Where does the mermaid’s fishing net come from? That was it; that was exactly the sort of thing spies would say. Although neither Tiao nor Fei knew what a spy’s passwords would be, they both felt the head nurse’s passwords fit. The words were so mysterious and romantic, yet shadowy and frightening at the same time, so erotic and tender, but also having the scent of death about them. They couldn’t help repeating them a few times. Fei lowered her voice and said to Tiao, “Where does the mermaid’s fishing net come from?”
“From the ocean,” Tiao answered immediately, also lowering her voice.
“Where does the mermaid’s fishing net come from?”
“From the ocean.”
They said the passwords back and forth several times, spellbound. Then they looked at each other and were suddenly frightened, as if they had turned into spies in the blink of an eye and would be drowned in the ocean of the people’s war. They looked around — there was no one nearby, but they took to their legs and ran as fast as they could, as if saying a spy’s passwords in a deserted place made them look suspicious and dangerous. They ran to the hospital’s outpatient department, which was dense with people. They manoeuvered through the crowd, but Tiao was not ready to leave yet; she wanted Fei to take her to see the head nurse one more time.
They came to the internal medicine ward again and the head nurse was still squatting by the wall, scraping with a small knife. Though this time Tiao’s desire to see her was even stronger than before, she didn’t dare get too near. The passwords proved the woman was an actual spy, and Tiao was a little panicked. She suddenly felt that the reason for them to keep coming to see her was to respond to the password. The head nurse would take them by surprise by turning that seemingly serene face to them and say, “Where does the mermaid’s fishing net come from?”
They would answer: “From the ocean.”
They eventually left before the head nurse turned around. Tiao sighed, saying she didn’t believe the serene expression on the head nurse’s face was fake.

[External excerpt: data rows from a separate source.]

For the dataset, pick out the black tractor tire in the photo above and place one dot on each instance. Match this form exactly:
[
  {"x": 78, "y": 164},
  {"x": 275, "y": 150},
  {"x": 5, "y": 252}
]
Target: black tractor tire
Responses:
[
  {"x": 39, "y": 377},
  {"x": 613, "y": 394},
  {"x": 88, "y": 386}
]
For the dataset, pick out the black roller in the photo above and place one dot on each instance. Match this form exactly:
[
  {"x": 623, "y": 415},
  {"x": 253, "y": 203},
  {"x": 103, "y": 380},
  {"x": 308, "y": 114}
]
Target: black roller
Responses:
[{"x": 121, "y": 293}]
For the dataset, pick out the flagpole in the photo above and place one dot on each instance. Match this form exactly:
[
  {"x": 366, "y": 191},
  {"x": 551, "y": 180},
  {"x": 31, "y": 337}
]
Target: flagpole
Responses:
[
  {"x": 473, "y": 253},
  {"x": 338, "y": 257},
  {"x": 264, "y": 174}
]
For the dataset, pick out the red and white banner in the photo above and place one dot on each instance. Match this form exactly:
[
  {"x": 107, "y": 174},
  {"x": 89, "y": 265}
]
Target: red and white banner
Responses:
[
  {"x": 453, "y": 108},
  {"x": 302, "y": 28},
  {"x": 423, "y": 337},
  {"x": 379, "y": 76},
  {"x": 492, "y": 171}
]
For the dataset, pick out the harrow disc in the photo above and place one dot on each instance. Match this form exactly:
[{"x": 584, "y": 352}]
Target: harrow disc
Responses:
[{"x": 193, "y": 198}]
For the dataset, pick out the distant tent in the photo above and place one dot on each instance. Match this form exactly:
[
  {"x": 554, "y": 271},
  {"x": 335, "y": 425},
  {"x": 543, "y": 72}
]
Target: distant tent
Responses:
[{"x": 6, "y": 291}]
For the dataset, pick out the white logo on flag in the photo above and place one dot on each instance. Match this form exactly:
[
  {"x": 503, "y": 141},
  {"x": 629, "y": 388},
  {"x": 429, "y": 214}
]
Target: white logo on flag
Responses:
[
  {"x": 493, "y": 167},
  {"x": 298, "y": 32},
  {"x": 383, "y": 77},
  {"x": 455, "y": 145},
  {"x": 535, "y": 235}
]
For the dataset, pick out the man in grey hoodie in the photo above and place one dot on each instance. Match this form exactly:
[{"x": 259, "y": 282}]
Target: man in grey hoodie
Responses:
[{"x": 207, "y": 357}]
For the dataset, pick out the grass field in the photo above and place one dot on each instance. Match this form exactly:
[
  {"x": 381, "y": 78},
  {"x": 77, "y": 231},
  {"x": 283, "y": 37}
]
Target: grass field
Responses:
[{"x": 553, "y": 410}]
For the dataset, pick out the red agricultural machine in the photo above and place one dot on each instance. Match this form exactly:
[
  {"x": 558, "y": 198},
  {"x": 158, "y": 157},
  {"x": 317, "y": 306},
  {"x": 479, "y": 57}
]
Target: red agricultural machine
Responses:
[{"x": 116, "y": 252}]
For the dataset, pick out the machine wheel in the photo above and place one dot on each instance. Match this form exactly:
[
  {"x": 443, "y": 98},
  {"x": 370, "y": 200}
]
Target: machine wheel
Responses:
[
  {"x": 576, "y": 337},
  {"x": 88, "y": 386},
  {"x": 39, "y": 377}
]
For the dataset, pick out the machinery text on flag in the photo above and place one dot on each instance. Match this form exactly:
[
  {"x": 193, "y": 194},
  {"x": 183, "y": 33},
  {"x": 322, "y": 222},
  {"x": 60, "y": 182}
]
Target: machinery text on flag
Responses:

What she didn’t know was that the head nurse had actually made up the passwords when the torture became unbearable, and she was willing to confess to anything to make her confession convincing. The passwords she made up were so poetic; she satisfied people’s curiosity with these poetic fantasies and was regarded as a spy forever.
3
Then Youyou came into their lives. Youyou was not the mermaid’s fishing net, and she didn’t come from the ocean; she was in the same class as Tiao.
She’d got into trouble almost as soon as she entered middle school. She was called on by her language arts teacher to recite Chairman Mao’s quotations by heart. Memorizing and copying Chairman Mao’s quotations was a part of the language arts classes then. She had to memorize the part about revolution: “A revolution is not inviting friends to dinner, not writing an essay …” She stood up and recited by heart: “A revolution is inviting friends to dinner, is …” “Stop! Stop!” said the teacher. Youyou stopped and found her classmates were all covering their mouths and laughing. The teacher knocked on the desk with a bamboo pointer and said, “What are you laughing at? Meng Youyou, do you know you recited Chairman Mao’s quotation wrong?” Youyou nodded her head and said she knew, but when the teacher asked her to start again she just couldn’t open her mouth anymore. She was so afraid she might get it wrong again. Because she refused to open her mouth, the teacher had no choice but to let her sit down. What if she had got it wrong again? Who would be held responsible for such an incident? Probably not Meng Youyou; she was only thirteen. The teacher would have to take responsibility. From then on, the teacher never called on Youyou in class again; she believed the child was either stupid or actually retarded.